Example: Your list of statements may go like this:
- Hunting is a sport.
- Eating meat.
- One of Gandhi’s techniques to throw out the British was to boycott British cloth. It put a lot of textile workers out of the work, because the cloth wasn’t being sold and they were unemployed and suffering. Was this boycott violent or nonviolent?
- Vietnamese Buddhist monks burned themselves to death during the Vietnam War as a sign of protest against the war.
- When struggling against a harsh dictator, nonviolent means are insufficient.
- When an oppressor is violent, responsibility for the violence of the oppressed lies with the oppressor.
- It’s OK to loot food stores when people are starving.
- Nonviolent struggle shouldn’t cause destruction of property.
- You can’t ask people not to react to being beaten. Reaction to violence and self-defence are basic human instincts necessary for survival.
- (Your list can continue with statements appropriate for the group.)
II) Shift chairs and tables so that participants have plenty of space to move around.
III) Position yourself in the centre of the room. Explain that you’re going to read a statement and participants will place themselves around the room based on their personal feelings about that statement. In practice, the closer to you they get, the more they share and support the statement. They can further illustrate their view using their bodies.
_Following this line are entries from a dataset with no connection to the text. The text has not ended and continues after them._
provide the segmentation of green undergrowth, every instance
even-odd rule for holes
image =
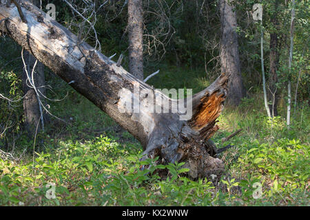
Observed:
[[[195,88],[196,93],[211,81],[203,72],[192,75],[190,69],[176,69],[162,68],[149,83],[169,89],[172,79],[186,75],[188,79],[176,80],[174,87]],[[309,205],[307,103],[297,107],[289,127],[285,108],[279,116],[266,116],[260,92],[238,108],[225,108],[212,138],[218,148],[234,146],[219,155],[225,171],[217,182],[194,180],[187,177],[182,163],[140,161],[142,147],[128,132],[66,83],[48,77],[56,94],[50,97],[61,99],[68,94],[63,100],[50,103],[50,112],[63,121],[50,116],[35,142],[22,129],[0,139],[0,146],[7,145],[1,149],[14,157],[1,154],[0,159],[1,206]],[[221,142],[240,129],[238,135]]]

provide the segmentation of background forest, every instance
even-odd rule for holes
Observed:
[[[107,56],[116,54],[114,61],[123,54],[122,65],[128,69],[128,1],[96,1],[105,3],[95,16],[87,8],[90,1],[42,1],[42,9],[48,12],[44,6],[54,3],[59,23]],[[220,74],[219,1],[142,1],[144,78],[160,70],[148,84],[193,89],[196,94]],[[227,100],[218,119],[220,130],[211,138],[219,148],[234,145],[219,155],[225,164],[220,181],[191,179],[182,163],[152,166],[152,175],[145,175],[149,171],[140,166],[154,161],[139,161],[140,143],[47,67],[47,98],[42,99],[46,110],[39,116],[44,124],[39,120],[30,125],[23,98],[21,47],[3,34],[0,205],[309,206],[309,1],[225,2],[236,12],[244,91],[240,100]],[[261,22],[253,19],[255,3],[262,6]],[[238,129],[237,135],[223,141]],[[158,169],[167,169],[167,176],[160,177]],[[50,183],[54,184],[55,198],[46,197]]]

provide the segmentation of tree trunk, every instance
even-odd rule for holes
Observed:
[[[245,96],[240,67],[237,19],[234,8],[228,0],[219,0],[222,39],[220,65],[222,72],[230,74],[227,103],[238,105]]]
[[[159,156],[160,163],[185,162],[194,178],[223,172],[216,148],[206,141],[218,129],[228,74],[192,99],[187,91],[186,99],[172,100],[86,43],[79,48],[76,36],[28,1],[21,6],[27,23],[16,7],[0,6],[0,30],[136,137],[145,150],[143,160]]]
[[[143,80],[143,10],[142,0],[128,1],[130,73]]]
[[[279,100],[278,91],[277,91],[278,83],[278,66],[280,58],[280,43],[278,38],[278,33],[279,32],[278,21],[278,1],[275,2],[274,12],[271,14],[271,22],[273,25],[273,28],[275,30],[270,33],[270,54],[269,54],[269,78],[268,80],[268,100],[269,103],[269,109],[271,110],[271,116],[278,116],[278,102]]]
[[[40,1],[39,0],[32,0],[30,2],[38,7],[40,5]],[[39,123],[40,118],[43,120],[43,116],[41,113],[42,108],[40,108],[40,104],[38,102],[38,94],[36,94],[33,88],[30,87],[32,82],[29,82],[29,80],[32,80],[31,73],[36,58],[27,51],[23,52],[23,56],[27,68],[27,71],[23,69],[22,78],[23,91],[25,94],[25,98],[23,99],[23,113],[25,116],[24,126],[28,133],[34,135],[37,126],[38,126],[38,131],[43,129],[44,126],[44,123],[42,120],[41,121],[41,123]],[[23,62],[21,65],[23,67],[24,66]],[[45,85],[44,65],[40,62],[37,63],[33,81],[35,86],[38,88],[37,90],[39,90],[41,93],[45,94],[45,89],[43,88],[40,88],[40,87]],[[38,124],[38,123],[39,124]]]
[[[34,134],[36,128],[38,126],[38,131],[43,129],[42,123],[39,123],[41,116],[39,103],[37,99],[37,94],[34,89],[31,88],[29,80],[32,80],[32,72],[36,58],[28,52],[23,52],[23,59],[27,67],[27,72],[23,70],[23,91],[25,94],[23,99],[23,113],[25,116],[24,125],[27,131],[30,134]],[[23,66],[23,63],[22,64]],[[35,74],[34,74],[33,80],[37,90],[45,94],[44,89],[40,87],[44,85],[44,65],[38,62],[35,67]],[[28,73],[27,74],[27,73]],[[39,123],[39,125],[38,125]]]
Demonstrate, to make sure everyone understands the activity.
Example: You read out the statement “hunting is a sport”. Two participants place themselves very close in front of you, standing. One participant is to your far right, on her knees. Three participants are as close as possible behind you, lying on the floor. Other participants have positioned themselves around the room, some standing, crouching, lying, some facing you, some not, etc.
IV) When all participants have chosen their position, walk round the room and interview them. You may like to ask questions such as, “Why did you place yourself here?” or “What are you trying to say?”
V) Repeat the procedure with the other statements.
You can choose to develop discussions with participants when interviewing them. Just take care of the energy flow: depending on the situation it may be better to keep the activity short, without exploring each participant’s beliefs in depth.
Adapted from the original idea by Daniel Hunter, Training for Change.